Question : EXPORT OF AGRICULTURAL COMMODITIES



(a) whether some agricultural commodities are barred from export and futures trading;

(b) if so, the details thereof along with its impact on revenue earning of the country;

(c) whether the Government proposes to liberalise the foodgrain market in the country; and

(d) if so, the details thereof?

Answer given by the minister


THE MINISTER OF STATE (INDEPENDENT CHARGE) FOR CONSUMER AFFAIRS, FOOD AND PUBLIC DISTRIBUTION (PROF. K. V. THOMAS)

(a): Export of agricultural commodities are generally governed by domestic availability, national priorities, international prices and related factors. Most of the agricultural commodities are free to export. However, the export of edible oils and pulses are restricted due to mismatch between their domestic production and consumption. The export of pulses is banned (except export of Kabuli chana and 10,000 MT of organic lentils and pulses per annum).

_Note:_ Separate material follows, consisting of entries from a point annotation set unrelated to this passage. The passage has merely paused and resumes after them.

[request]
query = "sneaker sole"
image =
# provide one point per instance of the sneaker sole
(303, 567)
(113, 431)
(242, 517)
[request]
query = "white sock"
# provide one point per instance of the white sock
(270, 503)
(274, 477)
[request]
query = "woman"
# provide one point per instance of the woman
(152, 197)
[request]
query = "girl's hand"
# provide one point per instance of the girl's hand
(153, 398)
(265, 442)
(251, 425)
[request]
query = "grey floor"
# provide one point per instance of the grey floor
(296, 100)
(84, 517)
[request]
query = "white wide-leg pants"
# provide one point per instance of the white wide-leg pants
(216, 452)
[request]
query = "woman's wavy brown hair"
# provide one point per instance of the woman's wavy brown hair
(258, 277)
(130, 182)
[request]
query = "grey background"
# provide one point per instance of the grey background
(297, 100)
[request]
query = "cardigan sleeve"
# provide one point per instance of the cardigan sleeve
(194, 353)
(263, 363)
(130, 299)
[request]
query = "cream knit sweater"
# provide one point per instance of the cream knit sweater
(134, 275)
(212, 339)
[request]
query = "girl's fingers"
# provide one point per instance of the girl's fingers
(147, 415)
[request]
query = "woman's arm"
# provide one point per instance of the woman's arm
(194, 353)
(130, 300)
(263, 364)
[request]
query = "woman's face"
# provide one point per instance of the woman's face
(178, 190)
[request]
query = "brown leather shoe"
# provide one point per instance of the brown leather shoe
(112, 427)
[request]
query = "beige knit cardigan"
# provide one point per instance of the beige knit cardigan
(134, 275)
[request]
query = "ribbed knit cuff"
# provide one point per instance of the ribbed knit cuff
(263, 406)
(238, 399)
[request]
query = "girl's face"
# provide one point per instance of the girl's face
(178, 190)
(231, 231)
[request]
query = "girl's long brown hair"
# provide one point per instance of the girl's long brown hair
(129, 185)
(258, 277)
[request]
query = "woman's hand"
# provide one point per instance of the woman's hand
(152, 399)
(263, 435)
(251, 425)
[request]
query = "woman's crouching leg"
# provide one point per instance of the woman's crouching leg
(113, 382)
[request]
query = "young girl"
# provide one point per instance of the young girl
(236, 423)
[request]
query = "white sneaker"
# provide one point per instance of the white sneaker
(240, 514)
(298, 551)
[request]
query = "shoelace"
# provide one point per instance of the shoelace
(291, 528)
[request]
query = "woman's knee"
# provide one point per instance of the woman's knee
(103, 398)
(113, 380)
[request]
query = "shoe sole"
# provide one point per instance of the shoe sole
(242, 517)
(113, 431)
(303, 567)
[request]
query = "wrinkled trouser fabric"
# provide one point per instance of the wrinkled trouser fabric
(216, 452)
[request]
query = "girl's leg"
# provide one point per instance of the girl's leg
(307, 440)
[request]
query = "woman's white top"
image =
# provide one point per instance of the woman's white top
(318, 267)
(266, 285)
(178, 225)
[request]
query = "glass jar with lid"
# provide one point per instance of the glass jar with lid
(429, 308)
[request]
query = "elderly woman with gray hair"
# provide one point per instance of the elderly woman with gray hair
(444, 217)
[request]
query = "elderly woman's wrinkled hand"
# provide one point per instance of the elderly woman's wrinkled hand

The export of edible oils is also banned except following:
i) Castor Oil
ii) Coconut oil
iii) Deemed export of edible oils (as input raw material) from DTA to 100% EOU.
iv) Edible oils from Domestic Tariff Area (DTA) to Special Economic Zones (SEZs).
v) Edible oils produced out of minor forest produce.
v) 10,000 MTs of Organic edible oils per annum.
vi) Edible oils in branded consumer packs of upto 5 Kgs is permitted with a Minimum Export Price of USD 1500 per MT. However, as per the present policy of the Government, export of wheat and non-basmati rice is allowed under Open General Licence (OGL) from privately held stocks since 09.09.2011.

At present, three commodities are under suspension from futures trading on commodity exchanges. These are Tur, Urad and Rice. Rice was suspended on 27th February, 2007 and Tur and Urad on 23rd January 2007. Futures trading in these commodities was suspended only as a measure of abundant precaution in the wake of rising prices.

(b) to (d): Information is being collected.